Councilwoman Cindy Bass and Councilman Curtis Jones go over itinerary for poverty simulation. (Photo: Bill Z. Foster)

It was a simulation that included such things as cashing a check at a bank, paying a past-due electric bill and rent when there’s only enough money to do one or the other, feeding a family of five on less than $300 in food stamps and dealing with children with issues ranging from behavioral problems to mental illness.

The idea behind it was to give his colleagues some insight into what these citizens face as a means of helping them get better services from their city, Jones said.

“Twenty-five million Philadelphians live this reality every day,” he said. “Some of them are in deep poverty.
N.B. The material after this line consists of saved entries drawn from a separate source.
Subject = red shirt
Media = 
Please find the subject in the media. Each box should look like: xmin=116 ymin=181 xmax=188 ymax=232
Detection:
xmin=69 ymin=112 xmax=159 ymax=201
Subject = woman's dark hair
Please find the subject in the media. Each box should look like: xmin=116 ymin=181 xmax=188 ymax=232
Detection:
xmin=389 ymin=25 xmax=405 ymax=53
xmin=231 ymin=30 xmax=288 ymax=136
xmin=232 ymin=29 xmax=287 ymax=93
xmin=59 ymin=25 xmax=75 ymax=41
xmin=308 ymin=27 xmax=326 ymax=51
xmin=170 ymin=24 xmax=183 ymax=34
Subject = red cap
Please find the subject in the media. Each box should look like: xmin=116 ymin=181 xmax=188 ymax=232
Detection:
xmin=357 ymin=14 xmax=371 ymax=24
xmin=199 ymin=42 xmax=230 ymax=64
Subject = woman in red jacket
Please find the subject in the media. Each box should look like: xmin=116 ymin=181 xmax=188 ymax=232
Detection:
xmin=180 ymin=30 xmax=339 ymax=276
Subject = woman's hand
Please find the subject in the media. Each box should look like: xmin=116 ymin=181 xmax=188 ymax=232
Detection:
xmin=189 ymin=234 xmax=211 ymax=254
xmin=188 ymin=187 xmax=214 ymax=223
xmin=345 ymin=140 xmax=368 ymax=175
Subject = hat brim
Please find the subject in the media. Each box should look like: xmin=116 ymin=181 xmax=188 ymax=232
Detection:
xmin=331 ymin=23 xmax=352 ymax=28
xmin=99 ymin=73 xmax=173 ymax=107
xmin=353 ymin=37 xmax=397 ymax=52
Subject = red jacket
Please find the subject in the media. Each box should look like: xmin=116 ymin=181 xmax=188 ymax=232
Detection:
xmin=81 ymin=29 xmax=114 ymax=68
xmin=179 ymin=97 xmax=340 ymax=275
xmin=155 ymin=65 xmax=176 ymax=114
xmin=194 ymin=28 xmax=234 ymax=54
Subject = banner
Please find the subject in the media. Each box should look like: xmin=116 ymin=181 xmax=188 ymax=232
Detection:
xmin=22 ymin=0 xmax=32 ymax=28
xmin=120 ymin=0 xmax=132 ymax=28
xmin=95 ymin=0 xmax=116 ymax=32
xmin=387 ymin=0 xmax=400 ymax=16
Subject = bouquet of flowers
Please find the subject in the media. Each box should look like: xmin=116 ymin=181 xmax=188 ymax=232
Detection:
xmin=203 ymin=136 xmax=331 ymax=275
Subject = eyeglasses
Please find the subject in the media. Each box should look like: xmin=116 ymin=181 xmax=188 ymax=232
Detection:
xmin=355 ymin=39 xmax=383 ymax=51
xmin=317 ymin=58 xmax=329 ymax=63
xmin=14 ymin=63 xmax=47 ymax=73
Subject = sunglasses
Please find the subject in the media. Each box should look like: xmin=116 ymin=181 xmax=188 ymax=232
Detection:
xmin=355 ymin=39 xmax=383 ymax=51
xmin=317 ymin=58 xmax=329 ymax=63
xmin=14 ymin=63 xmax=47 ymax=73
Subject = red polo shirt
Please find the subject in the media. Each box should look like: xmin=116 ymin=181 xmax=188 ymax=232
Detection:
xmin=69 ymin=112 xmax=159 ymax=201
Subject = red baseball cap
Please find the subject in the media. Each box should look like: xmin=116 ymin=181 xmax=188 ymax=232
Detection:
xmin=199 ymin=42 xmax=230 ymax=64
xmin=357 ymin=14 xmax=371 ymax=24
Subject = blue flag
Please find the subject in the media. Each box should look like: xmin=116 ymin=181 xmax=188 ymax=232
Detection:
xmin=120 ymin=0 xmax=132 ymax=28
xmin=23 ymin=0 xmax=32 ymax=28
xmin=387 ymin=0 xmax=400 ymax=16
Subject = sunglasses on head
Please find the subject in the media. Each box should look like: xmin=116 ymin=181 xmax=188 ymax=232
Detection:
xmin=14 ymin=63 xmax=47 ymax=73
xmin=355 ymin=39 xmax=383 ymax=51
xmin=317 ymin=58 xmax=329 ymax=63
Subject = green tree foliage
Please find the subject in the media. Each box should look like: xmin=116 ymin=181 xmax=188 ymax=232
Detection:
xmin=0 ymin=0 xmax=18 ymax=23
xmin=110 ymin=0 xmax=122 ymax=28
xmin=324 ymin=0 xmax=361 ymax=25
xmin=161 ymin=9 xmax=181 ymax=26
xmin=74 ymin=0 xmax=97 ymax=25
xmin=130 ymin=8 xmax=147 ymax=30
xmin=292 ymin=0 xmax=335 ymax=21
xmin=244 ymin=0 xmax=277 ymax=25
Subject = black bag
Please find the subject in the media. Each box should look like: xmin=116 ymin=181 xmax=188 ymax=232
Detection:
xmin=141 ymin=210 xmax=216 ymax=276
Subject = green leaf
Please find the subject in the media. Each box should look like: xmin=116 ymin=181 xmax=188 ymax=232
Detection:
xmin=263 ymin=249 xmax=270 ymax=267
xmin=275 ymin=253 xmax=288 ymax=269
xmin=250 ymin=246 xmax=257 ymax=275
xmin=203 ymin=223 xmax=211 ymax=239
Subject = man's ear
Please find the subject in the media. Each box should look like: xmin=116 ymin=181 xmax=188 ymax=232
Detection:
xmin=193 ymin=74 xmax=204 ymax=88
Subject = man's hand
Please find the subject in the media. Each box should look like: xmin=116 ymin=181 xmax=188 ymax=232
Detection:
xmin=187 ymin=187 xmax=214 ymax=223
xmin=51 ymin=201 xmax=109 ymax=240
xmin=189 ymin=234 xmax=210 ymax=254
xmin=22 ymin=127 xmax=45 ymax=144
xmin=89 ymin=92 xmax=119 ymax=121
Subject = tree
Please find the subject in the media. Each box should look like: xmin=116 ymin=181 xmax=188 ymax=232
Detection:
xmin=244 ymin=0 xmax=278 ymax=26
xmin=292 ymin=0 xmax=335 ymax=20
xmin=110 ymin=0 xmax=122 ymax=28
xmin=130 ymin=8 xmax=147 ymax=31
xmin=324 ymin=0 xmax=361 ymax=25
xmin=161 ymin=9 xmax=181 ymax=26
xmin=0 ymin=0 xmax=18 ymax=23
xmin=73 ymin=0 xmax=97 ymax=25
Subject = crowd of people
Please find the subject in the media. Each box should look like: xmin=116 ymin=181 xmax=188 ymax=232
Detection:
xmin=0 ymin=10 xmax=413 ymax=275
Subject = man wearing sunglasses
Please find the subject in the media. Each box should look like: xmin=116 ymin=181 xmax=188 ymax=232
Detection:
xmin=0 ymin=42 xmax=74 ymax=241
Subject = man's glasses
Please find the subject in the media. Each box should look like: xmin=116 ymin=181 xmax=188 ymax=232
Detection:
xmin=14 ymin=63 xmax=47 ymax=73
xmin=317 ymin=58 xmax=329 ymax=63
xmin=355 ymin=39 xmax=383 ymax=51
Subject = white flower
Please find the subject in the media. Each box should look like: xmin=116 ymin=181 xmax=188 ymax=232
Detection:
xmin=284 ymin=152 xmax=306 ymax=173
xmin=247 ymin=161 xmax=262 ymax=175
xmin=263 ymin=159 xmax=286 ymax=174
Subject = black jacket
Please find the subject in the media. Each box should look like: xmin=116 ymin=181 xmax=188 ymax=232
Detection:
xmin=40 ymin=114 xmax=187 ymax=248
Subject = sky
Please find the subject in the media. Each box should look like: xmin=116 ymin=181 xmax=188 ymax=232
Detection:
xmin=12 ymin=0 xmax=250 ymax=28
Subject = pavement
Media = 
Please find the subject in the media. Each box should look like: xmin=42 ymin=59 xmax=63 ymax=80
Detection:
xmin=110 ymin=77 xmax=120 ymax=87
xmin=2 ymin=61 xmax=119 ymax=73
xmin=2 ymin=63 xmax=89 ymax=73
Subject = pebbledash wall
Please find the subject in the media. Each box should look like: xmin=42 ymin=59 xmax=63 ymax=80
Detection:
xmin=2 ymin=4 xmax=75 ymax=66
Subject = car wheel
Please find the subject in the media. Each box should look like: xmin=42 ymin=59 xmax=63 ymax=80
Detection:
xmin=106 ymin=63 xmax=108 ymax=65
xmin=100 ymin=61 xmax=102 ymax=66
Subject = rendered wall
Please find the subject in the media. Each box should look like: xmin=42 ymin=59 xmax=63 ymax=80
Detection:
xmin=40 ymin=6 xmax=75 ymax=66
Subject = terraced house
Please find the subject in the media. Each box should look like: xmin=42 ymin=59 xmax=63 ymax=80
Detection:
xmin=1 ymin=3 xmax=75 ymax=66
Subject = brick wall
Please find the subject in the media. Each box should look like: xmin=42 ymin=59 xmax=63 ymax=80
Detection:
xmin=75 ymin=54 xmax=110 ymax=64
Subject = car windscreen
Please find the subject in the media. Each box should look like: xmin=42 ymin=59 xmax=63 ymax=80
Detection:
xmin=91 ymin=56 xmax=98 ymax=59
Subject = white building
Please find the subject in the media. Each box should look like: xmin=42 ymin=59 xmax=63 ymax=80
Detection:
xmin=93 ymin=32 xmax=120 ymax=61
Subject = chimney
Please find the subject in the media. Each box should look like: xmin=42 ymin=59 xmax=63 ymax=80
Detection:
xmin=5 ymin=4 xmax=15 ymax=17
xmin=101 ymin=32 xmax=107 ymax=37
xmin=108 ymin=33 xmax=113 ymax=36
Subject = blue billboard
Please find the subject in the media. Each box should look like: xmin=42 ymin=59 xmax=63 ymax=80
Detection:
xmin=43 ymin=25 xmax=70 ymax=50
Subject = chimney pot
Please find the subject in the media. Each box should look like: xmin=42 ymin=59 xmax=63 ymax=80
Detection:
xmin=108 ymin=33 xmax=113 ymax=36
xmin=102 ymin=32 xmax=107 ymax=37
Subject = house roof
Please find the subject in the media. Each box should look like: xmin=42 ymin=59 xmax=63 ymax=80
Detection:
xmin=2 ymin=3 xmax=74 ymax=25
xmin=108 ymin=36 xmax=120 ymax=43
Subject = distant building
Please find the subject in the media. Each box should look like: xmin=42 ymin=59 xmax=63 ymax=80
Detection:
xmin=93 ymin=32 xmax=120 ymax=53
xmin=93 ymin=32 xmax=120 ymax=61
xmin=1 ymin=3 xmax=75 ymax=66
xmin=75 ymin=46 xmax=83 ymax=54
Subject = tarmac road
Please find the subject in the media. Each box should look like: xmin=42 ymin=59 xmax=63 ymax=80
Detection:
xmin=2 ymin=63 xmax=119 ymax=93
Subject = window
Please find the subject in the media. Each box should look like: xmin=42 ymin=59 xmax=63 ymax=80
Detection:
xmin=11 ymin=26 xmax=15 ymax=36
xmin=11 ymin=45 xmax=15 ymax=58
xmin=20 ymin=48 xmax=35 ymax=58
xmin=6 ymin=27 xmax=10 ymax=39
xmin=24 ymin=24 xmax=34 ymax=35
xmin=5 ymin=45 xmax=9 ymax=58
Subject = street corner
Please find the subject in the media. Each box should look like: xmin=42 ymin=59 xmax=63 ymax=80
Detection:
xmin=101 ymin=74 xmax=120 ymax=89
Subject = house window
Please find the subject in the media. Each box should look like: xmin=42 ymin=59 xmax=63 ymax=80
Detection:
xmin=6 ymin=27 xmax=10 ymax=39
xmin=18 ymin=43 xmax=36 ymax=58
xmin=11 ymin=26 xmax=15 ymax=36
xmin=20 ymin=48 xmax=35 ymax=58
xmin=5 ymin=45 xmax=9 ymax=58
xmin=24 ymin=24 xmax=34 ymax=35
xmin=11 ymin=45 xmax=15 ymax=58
We’re here to experience something we don’t have to.”

Many of these people don’t fit the stereotypes that many people have when it comes to the poor, said Bass, whose experience as a child growing up in a single parent home where times were often tight informed her participation.

“A lot of these folks go to work every day,” she said. “But they work for people who don’t want to give their workers a living wage or health insurance. It’s shameful. We have to push our corporate leaders to do better.”

Pamela Lawrence, an administrator from the Department of Housing and Urban Development, introduced the simulation, which divided the gathering into small groups representing families. They were going to read the scenarios and go through them accordingly.

Councilman Allan Domb talks with event volunteers in the simulation. (Photo: Bill Z. Foster)

Or at least that was the idea. After Lawrence finished introducing the simulation, Asa Khalif of Black Lives Matter Pennsylvania and Isaac Gardner took to the podium, and while he didn’t want to be rude, he said that he also believed that this was the wrong place for council to learn about the issues that those dealing with poverty face.

The right place was the streets.

“We can take you into those neighborhoods,” Khalif said. “We can take you into those places where people need assistance. If you truly want to talk to the people, we can take you to them.”

The two men then waited to see who was interested in making the trip.

Only Jones, the councilman who had organized the simulation in the first place, was game. He walked out the door with Khalif, Gardner and Techbook Online’s Christopher “Flood the Drummer” Norris filming the visit. According to the Associated Press, the group ended up in Kensington, where Jones interviewed residents and saw true, intractable poverty up close.

He was shaken by the experience.

“We have to do better,” Jones told the AP. “We can’t just allow this.”

Meanwhile, the rest of the participants continued with the simulation, knowing that one of the emotions that poverty induces is anger.